First of all, please confirm if you do indeed have duplicates AFTER ensuring the query is accessing the Hudi table properly .
- If confirmed, please use the metadata fields above, to identify the physical files & partition files containing the records .
- If duplicates span files across partitionpath, then this means your application is generating different partitionPaths for same recordKey, Please fix your app
- if duplicates span multiple files within the same partitionpath, please engage with mailing list. This should not happen. You can use the
records deduplicatecommand to fix your data.
Typical upsert() DAG looks like below. Note that Hudi client also caches intermediate RDDs to intelligently profile workload and size files and spark parallelism. Also Spark UI shows sortByKey twice due to the probe job also being shown, nonetheless its just a single sort.

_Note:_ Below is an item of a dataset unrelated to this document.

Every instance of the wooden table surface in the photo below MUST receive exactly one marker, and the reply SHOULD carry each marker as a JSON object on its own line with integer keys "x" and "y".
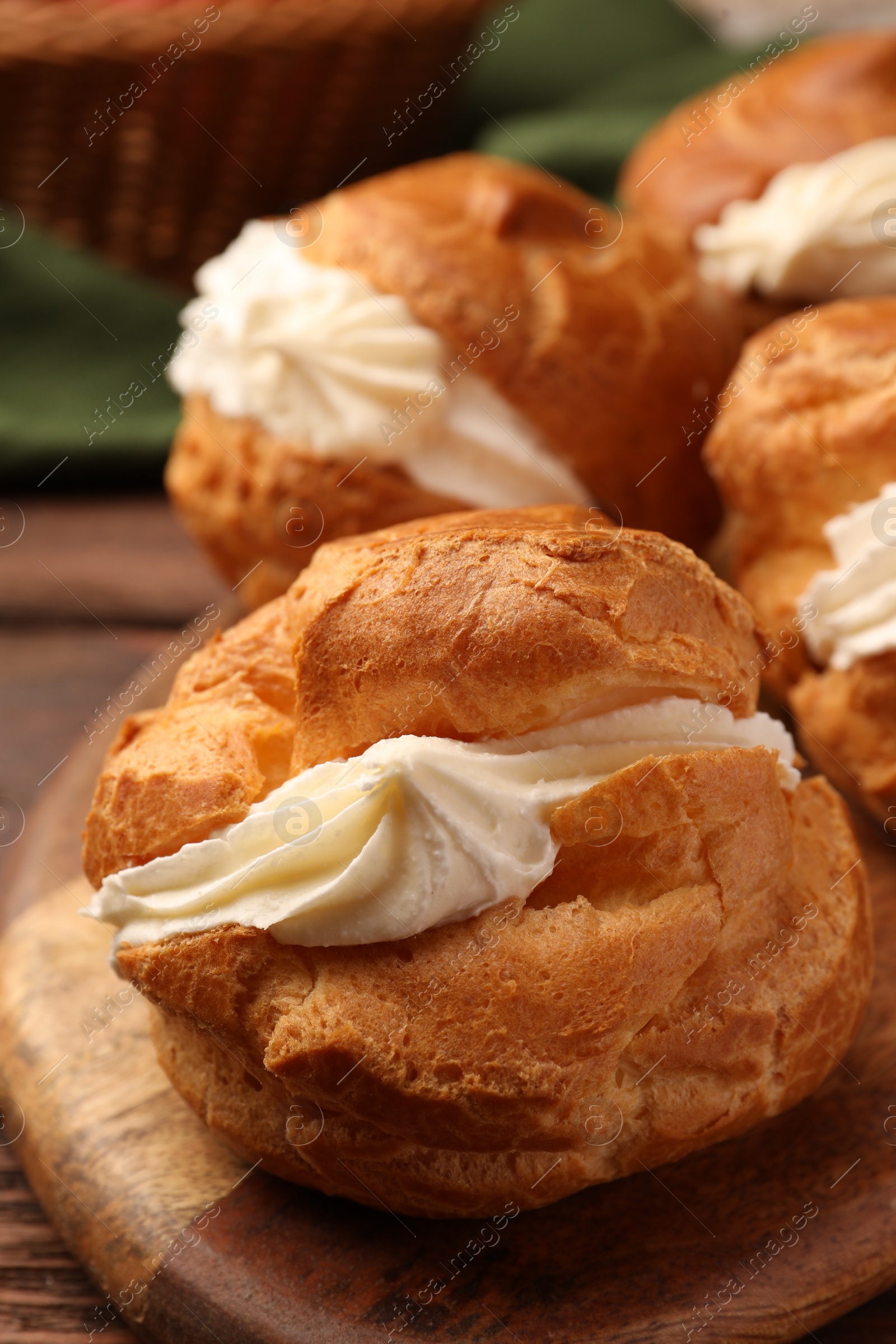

At a high level, there are two steps
Index Lookup to identify files to be changed
- Job 1 : Triggers the input data read, converts to HoodieRecord object and then stops at obtaining a spread of input records to target partition paths
- Job 2 : Load the set of file names which we need check against
- Job 3 & 4 : Actual lookup after smart sizing of spark join parallelism, by joining RDDs in 1 & 2 above
- Job 5 : Have a tagged RDD of recordKeys with locations
Performing the actual writing of data
- Job 6 : Lazy join of incoming records against recordKey, location to provide a final set of HoodieRecord which now contain the information about which file/partitionpath they are found at (or null if insert). Then also profile the workload again to determine sizing of files
- Job 7 : Actual writing of data (update + insert + insert turned to updates to maintain file size)
Depending on the exception source (Hudi/Spark), the above knowledge of the DAG can be used to pinpoint the actual issue. The most often encountered failures result from YARN/DFS temporary failures. In the future, a more sophisticated debug/management UI would be added to the project, that can help automate some of this debugging.